If you don't want to build your own openblas, openblas comes with openblas.pc, i.e. you can get info about it via pkg-config, or rather, PKG_CHECK_MODULES etc. Here is what we do in Sage https://github.com/sagemath/sage/blob/develop/build/pkgs/openblas/spkg-configure.m4
Admittedly, complicated - the problem is that different Linux distros package openblas differently, sometimes you need a separate libcblas, etc (but please ask questions about it, I wrote an initial version of that monster after all :-))
Fixed in #3461
Word on the street is that this blas is far better than the default blas, on Ubuntu at least, and probably other linuxes too. After compiling it, I think that the new library just needs to be added on the link library list. It was recommended to me that we compile it from source, to better use the facilities on each target machine. However, we should probably also allow the use of the ubuntu openblas package for building distributions.

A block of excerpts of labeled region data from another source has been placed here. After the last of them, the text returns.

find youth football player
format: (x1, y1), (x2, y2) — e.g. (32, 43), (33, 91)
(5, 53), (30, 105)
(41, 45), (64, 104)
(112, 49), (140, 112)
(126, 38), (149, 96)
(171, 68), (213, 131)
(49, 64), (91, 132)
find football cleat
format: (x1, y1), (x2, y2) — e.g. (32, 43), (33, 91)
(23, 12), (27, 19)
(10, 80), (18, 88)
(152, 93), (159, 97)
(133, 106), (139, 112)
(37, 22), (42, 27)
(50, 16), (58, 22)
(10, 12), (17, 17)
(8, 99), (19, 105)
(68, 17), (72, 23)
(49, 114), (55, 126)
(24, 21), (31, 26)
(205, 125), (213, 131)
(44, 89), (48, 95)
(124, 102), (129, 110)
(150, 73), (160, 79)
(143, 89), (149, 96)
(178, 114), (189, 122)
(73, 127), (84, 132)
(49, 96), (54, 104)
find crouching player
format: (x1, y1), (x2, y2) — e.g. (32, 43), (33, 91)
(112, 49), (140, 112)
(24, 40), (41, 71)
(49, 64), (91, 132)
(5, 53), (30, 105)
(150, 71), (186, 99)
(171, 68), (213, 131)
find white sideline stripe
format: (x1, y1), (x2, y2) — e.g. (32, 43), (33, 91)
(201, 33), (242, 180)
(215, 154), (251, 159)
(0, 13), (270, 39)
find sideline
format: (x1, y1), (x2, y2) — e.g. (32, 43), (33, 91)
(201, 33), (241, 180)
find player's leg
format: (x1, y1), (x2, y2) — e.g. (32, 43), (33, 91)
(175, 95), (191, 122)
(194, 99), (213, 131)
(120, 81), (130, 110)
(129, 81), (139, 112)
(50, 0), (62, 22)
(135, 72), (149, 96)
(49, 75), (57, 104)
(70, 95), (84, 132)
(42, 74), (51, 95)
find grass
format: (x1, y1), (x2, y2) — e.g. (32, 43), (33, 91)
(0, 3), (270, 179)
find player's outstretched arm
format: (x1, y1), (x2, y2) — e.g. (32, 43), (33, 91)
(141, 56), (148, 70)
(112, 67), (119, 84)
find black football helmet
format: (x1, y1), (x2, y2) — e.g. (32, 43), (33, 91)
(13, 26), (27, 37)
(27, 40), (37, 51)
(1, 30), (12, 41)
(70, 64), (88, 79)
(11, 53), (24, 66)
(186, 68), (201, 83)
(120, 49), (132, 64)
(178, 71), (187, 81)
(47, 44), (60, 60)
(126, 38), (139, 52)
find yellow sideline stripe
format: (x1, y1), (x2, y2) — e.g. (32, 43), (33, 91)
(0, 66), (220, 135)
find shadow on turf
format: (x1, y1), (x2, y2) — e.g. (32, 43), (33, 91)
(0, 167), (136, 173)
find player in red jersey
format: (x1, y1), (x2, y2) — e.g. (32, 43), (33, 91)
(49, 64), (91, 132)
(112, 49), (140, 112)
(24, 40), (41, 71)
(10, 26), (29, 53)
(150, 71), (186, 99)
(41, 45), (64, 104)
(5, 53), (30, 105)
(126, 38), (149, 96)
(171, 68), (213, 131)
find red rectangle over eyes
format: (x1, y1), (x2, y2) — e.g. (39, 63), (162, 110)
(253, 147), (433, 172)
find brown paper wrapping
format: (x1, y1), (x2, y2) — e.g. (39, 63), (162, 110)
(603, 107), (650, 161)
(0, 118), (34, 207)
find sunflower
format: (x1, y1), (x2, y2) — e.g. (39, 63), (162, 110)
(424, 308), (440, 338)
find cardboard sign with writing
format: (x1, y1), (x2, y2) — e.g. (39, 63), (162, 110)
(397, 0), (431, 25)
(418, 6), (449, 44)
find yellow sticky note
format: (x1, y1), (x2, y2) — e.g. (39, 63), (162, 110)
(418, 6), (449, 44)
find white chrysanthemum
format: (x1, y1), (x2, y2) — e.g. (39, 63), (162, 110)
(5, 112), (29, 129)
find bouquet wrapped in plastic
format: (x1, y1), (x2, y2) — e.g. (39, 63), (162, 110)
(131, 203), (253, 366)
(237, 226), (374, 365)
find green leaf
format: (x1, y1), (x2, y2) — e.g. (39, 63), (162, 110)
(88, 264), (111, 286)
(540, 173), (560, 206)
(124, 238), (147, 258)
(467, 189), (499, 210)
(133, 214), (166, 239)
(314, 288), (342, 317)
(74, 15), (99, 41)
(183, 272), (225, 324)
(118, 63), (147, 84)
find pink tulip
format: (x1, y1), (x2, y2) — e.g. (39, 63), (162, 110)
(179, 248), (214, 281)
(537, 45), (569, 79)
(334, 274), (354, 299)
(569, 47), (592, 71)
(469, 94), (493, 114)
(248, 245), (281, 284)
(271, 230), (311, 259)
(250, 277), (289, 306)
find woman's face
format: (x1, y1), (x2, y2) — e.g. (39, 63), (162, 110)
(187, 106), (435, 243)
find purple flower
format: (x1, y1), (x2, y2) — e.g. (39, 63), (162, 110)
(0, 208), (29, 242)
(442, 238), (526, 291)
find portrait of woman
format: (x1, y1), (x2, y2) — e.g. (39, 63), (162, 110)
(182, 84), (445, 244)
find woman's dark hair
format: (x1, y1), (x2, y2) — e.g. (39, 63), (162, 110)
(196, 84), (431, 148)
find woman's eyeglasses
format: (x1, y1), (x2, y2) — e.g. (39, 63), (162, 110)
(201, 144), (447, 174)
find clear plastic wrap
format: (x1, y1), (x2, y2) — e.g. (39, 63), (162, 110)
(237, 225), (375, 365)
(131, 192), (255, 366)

It would be nice to allow the use of openblas, and if it is actually far superior, make it the default. On mac's though, we currently use the Accelerate framework, which seems to be very good. Even there though, it might be good to compare them.
There are several reasons for this request, but my main interest right at the moment is to improve the speed of rank computations in ffpack (which is used in the fast non-minimal free resolution code). Currently, if I compare across machines, I find that Ubuntu is perhaps 5-10 times slower at such computations than on my mac laptop, which is a year or two old.
I will add in benchmarks to check this, and so we can see what any actual improvement is.